Like many other Americans, for me this election has been disillusioning, to say the least.
The truth is, I have never before felt so ashamed and disappointed in my country. I am in disbelief about the candidates who we chose to represent us for this election. I am appalled to think that these individuals are the best we have to offer, as leaders for the nation.
Worse, I’ve never felt more marginalized in the Christian Church as a whole. There are many believers I know who were unsatisfied with either candidate, and weren’t afraid to say so, for which I am grateful. But what disturbs me so deeply is the large majority of believers who not only accept Trump as a good candidate, but are now actively celebrating his election. How can we, as Christians, celebrate the election of a president who publicly presents himself as a racist, a sexist, and a bigot? I am saddened to know that a vast majority of the Christian Church around the nation supported this man with their votes. What does it tell the world about the church, and Jesus, when this is who we choose as our president? We are Jesus’ representatives, and we have failed in this.
Of course, the alternative was arguably not much better. Clinton is certainly not a shining light for Jesus, any more than Trump is. Her platform includes things which as a Christian, I cannot morally agree with. Nevertheless, I did vote for her because, frankly, I believed she was the lesser of two evils. I voted for her because she was the only serious competition to Trump, and at the very least, her message was not one of distrust and divisiveness. I refused to support fear, alienation, and hatred.
As a follower of Christ, I support equality, peace, and love. The sad truth is that neither of these candidates offered much of any of those things. And in truth, as bad as this election was, it’s not as if politics frequently offers up Godly candidates. It is for this reason that I am not a Republican, and I am not a Democrat. Neither party comes remotely close to being a reflection of God. For those Christians who refuse to acknowledge that, I challenge them to read the Bible, pray, and recognize that we are called to a higher standard than this. Watching people celebrate the new Republican control of the government as if it’s some kind of blessing from God is what disturbs me the most about this whole situation. God is not a Republican, guys. (He cares for the poor, for one, and he commands us to welcome foreigners, not build a wall to keep them out.)

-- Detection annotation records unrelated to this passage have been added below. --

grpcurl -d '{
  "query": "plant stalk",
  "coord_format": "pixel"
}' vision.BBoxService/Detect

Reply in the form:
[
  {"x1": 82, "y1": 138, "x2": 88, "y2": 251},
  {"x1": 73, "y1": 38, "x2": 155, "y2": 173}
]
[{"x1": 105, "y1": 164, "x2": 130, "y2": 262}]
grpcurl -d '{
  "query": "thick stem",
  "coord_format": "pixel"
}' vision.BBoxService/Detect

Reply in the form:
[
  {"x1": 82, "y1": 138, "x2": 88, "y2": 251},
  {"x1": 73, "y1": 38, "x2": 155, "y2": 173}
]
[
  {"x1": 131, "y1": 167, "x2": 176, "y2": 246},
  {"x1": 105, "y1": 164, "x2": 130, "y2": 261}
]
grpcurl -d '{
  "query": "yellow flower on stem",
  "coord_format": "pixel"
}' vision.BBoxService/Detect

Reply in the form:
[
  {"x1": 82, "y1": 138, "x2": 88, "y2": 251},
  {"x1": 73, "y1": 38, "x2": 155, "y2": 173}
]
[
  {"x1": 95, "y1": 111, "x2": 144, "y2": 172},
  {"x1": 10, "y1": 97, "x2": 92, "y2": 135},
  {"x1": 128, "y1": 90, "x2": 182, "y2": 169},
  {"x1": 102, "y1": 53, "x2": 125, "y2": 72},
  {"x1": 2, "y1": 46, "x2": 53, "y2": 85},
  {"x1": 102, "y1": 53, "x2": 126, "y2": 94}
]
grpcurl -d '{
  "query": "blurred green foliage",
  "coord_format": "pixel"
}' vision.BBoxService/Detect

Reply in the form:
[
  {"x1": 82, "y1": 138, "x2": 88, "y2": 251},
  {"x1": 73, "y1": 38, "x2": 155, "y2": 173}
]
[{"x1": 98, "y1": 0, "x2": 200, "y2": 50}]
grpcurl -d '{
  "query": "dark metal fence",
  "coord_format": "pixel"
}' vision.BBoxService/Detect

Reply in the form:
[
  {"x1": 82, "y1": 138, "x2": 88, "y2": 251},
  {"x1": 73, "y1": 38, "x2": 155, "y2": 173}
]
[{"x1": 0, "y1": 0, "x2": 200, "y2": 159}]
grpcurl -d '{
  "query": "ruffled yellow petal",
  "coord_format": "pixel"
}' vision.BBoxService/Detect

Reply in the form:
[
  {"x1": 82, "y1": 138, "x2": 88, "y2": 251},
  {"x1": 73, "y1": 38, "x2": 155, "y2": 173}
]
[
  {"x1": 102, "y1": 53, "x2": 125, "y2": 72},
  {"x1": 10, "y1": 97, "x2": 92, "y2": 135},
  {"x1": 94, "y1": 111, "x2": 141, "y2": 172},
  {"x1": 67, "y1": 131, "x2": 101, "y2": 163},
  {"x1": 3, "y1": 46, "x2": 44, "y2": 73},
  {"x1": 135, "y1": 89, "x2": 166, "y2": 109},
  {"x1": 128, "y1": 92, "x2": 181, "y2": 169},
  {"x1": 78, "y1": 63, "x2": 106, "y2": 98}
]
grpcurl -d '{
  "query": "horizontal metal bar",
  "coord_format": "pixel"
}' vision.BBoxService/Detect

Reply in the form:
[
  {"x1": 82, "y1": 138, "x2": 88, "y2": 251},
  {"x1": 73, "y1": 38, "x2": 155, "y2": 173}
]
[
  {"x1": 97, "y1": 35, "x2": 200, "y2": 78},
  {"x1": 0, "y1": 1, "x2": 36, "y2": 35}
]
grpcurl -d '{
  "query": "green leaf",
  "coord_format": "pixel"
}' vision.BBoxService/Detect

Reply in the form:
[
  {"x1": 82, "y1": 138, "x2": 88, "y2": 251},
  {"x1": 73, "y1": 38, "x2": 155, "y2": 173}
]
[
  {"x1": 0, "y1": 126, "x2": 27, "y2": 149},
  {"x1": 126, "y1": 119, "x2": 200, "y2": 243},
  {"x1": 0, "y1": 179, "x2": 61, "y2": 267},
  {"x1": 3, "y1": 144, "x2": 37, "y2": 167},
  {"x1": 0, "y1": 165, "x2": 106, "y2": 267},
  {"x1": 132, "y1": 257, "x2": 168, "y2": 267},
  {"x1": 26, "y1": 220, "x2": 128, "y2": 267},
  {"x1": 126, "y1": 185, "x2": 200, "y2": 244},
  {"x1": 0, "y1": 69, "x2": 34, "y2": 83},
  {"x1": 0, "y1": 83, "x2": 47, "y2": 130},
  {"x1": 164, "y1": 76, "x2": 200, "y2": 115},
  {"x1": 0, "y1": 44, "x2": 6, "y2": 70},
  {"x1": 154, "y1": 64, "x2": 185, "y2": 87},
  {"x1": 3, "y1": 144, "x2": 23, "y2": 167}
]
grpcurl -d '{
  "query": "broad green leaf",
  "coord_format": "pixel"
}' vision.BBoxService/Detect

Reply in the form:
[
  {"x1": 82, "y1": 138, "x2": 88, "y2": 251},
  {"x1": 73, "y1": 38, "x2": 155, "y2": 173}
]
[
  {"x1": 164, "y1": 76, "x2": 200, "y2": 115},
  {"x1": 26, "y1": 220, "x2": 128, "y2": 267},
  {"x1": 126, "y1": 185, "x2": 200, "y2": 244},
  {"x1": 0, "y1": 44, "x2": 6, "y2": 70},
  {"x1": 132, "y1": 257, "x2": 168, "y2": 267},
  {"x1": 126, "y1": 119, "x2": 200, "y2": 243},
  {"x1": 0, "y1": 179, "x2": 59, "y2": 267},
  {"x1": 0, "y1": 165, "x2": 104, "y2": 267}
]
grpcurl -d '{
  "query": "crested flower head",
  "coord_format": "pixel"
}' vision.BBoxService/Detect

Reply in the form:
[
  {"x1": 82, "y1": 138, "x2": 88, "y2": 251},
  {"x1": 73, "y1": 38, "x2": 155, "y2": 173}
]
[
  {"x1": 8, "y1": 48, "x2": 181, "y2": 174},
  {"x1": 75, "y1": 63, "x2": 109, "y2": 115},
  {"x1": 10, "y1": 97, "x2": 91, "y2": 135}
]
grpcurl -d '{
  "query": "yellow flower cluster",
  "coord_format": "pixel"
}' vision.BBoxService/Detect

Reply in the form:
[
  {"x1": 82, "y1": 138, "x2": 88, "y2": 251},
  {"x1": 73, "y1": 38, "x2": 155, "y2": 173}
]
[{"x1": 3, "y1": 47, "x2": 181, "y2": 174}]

Anyhow, I am encouraged to know that there are other believers who have also publicly expressed their disappointment in this election process and results, no matter how few they may be. It reminds me that the entire church isn’t happy with what I feel is a tragedy for our nation, not a cause for celebration.
As disappointed as I am with what just happened, my hope is still in Jesus alone. It has to be, because any hope I had left for our nation has been demolished. As a follower of Jesus, I have to respect President-Elect Trump and love him as a person. As such, I will continue to pray for him, and strive to forgive him continuously as he inevitably continues to behave in ways that make my blood boil and my heart cry.
I can’t say that I’m proud to be an American. In fact, I’m considering whether I want to be one at all anymore.
But that’s actually okay, because contrary to popular belief, God is not partial to the United States of America. It’s just a country, a human construction, and a deeply flawed one at that. I am not called to be loyal to my country, but to God’s Kingdom. I am, of course, called to pray for my country, its leaders, and its people. I also have total respect and gratitude for the brave men and women who defend my rights, in the name of our country.
But I’m also called to stand and disagree when I see evil things happening here. So that’s what I’m doing now. I don’t like what I’m seeing, and through my mourning I can only pray that somehow, God will use these dark times for the greater good. I know he will, because that’s just the sort of thing he does.